As a team, we expect to continue to have greater understanding of the specific challenges around high incidence, morbidity, and mortality of neonatal sepsis in the Jos region of Nigeria. This will help us in designing customized projects to help mitigate the identified challenges and ultimately improve neonatal outcomes. I expect that our findings and lessons learned from the JUTH project can be applicable to other sites in Nigeria as well as other low middle income countries in Sub-Saharan Africa and globally.
The projects I undertook in the Special Care Baby Unit— educating and training JUTH SCBU staff on the setup and utilization of low-cost bCPAP and a low-cost manometer; participating in multiple feasibility meetings to assess potential challenges and roadblocks that may arise with various sepsis modality prevention including handwashing, laboratory setup and antimicrobial stewardship. Another project I undertook was a comprehensive review of medical records in the EPU to identify and analyze the five most frequently encountered cases. The next phase of the project will involve developing a clinical protocol for the 5 most commonly encountered cases in the Emergency Pediatric Unit (EPU) at JUTH.
The most important people impacted by my projects were patients and their families. Preterms are at increased risk of respiratory failure and death but with the appropriate use of low-cost bCPAP, they have a higher chance of survival. Also, for many parents, the SCBU experience is filled with fear and uncertainty—long hospitalizations, unexpected complications, and the heartbreak of loss. Appropriate use of this technology will not only reduce the emotional toll on families but also alleviated the financial burden of prolonged hospital stays, which often strained already limited resources.

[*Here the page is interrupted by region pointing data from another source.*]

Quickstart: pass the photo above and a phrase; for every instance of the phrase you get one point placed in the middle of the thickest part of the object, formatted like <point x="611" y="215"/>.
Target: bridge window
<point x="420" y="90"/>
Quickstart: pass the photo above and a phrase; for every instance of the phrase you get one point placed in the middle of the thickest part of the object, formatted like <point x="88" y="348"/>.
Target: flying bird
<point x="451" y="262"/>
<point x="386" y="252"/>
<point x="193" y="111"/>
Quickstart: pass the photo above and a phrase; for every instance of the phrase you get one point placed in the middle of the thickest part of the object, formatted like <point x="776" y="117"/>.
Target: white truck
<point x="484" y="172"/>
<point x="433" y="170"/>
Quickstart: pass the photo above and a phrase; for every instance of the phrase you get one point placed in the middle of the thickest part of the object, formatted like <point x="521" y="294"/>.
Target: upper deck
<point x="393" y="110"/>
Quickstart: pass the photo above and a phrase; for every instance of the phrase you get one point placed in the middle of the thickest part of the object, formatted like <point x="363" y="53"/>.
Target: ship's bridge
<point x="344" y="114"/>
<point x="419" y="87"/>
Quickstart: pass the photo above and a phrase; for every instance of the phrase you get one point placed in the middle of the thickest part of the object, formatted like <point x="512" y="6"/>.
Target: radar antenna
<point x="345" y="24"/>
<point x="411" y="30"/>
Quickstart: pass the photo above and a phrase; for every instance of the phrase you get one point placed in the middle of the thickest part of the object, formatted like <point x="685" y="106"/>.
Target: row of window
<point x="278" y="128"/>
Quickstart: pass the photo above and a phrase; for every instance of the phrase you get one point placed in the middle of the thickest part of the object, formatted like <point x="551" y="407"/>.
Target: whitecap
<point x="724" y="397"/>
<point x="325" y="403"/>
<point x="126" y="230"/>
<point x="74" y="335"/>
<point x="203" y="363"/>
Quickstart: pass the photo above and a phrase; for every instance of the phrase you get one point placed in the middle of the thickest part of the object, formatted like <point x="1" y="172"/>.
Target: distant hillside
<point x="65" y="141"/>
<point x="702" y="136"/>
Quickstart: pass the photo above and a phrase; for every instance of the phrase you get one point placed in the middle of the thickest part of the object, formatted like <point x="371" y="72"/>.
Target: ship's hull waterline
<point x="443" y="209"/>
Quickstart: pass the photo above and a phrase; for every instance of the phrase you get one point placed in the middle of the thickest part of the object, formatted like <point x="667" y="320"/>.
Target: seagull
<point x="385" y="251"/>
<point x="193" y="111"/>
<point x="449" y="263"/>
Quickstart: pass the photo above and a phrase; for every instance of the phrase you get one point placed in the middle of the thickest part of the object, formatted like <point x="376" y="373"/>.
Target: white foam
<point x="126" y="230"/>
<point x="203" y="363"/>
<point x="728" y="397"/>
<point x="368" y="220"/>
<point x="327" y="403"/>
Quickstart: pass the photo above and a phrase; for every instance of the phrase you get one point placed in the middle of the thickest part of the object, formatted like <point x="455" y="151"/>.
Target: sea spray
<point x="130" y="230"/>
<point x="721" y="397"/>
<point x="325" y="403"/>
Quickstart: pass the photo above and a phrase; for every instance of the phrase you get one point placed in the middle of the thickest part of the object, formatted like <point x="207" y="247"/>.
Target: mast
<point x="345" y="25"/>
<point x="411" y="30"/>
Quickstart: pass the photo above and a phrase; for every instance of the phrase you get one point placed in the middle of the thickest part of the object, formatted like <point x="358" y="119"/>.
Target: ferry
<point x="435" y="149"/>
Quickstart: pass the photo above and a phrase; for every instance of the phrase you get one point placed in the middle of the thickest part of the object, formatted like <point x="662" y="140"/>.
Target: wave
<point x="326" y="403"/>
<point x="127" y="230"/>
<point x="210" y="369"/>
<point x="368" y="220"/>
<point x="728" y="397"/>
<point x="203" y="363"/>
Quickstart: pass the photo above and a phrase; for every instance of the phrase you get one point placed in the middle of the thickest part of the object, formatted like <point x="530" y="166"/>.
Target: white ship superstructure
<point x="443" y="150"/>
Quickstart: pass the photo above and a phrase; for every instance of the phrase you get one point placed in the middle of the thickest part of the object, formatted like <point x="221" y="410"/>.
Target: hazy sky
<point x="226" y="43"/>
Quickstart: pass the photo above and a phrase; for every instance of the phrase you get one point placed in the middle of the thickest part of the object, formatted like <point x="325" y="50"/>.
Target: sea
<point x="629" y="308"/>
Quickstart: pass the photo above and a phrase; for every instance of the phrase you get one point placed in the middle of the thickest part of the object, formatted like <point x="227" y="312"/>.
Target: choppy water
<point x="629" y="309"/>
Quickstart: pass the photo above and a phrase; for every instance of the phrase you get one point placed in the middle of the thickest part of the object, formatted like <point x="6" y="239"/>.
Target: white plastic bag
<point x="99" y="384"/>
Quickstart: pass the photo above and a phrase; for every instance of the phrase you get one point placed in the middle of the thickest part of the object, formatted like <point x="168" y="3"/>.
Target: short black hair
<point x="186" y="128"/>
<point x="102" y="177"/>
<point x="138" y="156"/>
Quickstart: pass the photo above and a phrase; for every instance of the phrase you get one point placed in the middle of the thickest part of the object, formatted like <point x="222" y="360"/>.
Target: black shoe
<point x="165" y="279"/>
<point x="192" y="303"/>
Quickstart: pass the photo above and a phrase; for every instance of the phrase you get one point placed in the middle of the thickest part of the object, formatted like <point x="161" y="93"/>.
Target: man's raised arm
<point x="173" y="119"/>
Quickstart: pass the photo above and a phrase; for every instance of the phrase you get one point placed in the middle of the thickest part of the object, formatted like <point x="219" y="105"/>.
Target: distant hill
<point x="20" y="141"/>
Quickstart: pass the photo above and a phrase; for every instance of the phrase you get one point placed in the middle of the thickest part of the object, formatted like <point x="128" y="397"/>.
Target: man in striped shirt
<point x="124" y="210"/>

The healthcare providers were transformed- nurses and doctors gained confidence in the use of this life saving technology. Furthermore, the implementation of standardized guidelines is expected to enhance workflow efficiency, reduce healthcare costs and improve overall patient care and clinical outcomes.
Finally, the health system at large stood to benefit. Every neonate who survived without prolonged respiratory support freed up critical resources for other patients. Every staff member trained on the utilization of this low-cost technology, contributed to a growing cadre of healthcare workers skilled in neonatal care. The ripple effect extends beyond the SCBU: the model can be scaled to other neonatal units across the state and region, multiplying its impact over time
These projects proved that when we center interventions on people—the patients, families, and providers—meaningful, lasting change is possible.